Based on the folks telling me that's not good, I'm guessing this becomes and issue with mixed underlying types, right? The current iteration of the library tacitly doesn't support mixing underlying types, because I didn't think there was a use case given how complex I think it will be to fix. Clearly I'm wrong (and actually have myself used int units for hardware register access and such), and I'd be aboard on being mixed-underlying-type friendly (or int friendly at a min) if we can find a path to getting there.

nholthaus avatar May 11 '18 00:05 nholthaus

That's good to hear!

I'm guessing this becomes and issue with mixed underlying types, right?

Yeah, it does. I'll try to come up with a plan when I'm done with the current light patches.

JohelEGP avatar May 11 '18 00:05 JohelEGP

I can see an additional duration-like interface being valuable, but a key design principle (maybe the only one) of this lib is allowing implicit conversions when it's safe to do so, even if it introduces some ambiguity. Whether or not you get strong dimensional analysis checking is based on whether you are explicit about the left-hand side type or not. It's permissive, but I think that's what makes it easy to use and document and is what the real value over boost::units is.

That sounds orthogonal to the effort of supporting mixed underlying types.

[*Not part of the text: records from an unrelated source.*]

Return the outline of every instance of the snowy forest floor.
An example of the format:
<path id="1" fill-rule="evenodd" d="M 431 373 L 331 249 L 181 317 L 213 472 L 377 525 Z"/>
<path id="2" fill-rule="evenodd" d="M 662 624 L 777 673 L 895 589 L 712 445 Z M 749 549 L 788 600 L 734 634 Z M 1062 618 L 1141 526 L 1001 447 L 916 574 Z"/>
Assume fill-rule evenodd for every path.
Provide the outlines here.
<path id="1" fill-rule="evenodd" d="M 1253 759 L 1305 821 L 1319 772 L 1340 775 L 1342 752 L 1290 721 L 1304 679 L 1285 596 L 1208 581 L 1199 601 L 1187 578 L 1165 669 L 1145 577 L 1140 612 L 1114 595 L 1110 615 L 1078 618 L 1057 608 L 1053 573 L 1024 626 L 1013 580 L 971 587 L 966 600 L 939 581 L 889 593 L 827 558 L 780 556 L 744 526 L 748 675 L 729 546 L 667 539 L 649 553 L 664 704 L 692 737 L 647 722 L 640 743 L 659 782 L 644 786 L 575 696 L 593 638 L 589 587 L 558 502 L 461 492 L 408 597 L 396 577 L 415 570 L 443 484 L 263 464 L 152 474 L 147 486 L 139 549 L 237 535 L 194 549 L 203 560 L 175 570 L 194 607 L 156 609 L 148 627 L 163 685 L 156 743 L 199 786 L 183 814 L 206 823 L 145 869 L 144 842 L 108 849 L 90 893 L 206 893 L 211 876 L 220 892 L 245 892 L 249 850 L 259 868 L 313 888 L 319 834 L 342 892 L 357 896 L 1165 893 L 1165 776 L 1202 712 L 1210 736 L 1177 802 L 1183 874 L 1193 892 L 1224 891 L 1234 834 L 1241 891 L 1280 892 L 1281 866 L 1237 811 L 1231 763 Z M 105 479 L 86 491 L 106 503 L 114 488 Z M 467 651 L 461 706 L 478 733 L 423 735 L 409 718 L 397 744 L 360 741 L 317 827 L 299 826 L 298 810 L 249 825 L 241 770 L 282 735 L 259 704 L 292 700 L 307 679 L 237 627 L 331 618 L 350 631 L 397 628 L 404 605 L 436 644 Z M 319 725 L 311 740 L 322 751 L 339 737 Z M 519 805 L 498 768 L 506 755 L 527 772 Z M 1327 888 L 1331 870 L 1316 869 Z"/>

The std::chrono::duration interface for floating-point underlying types is no less permissive than this library. As such, there's no need to burden the library with an additional interface.

JohelEGP avatar May 11 '18 16:05 JohelEGP

can you show some pseudo-code of what you'd want the duration-like interface to look like? My mind is stuck on some type of units::quantity which I don't really like.

nholthaus avatar May 11 '18 22:05 nholthaus

What's the difference of that to units::unit? units::unit is good enough. It just needs the mixed-type support that std::common_type would give it in the return type, and a implementation of the functions that take that into account, in particular those that give preference to the lhs type. Beyond that, there's the strengthening of the interface by only allowing implicit conversions that don't change the value beyond what's already allowed. The dimensional analysis operations should also support mixed-types by having the underlying type of the result unit be a result of the std::common_type of the underlying types of the arguments.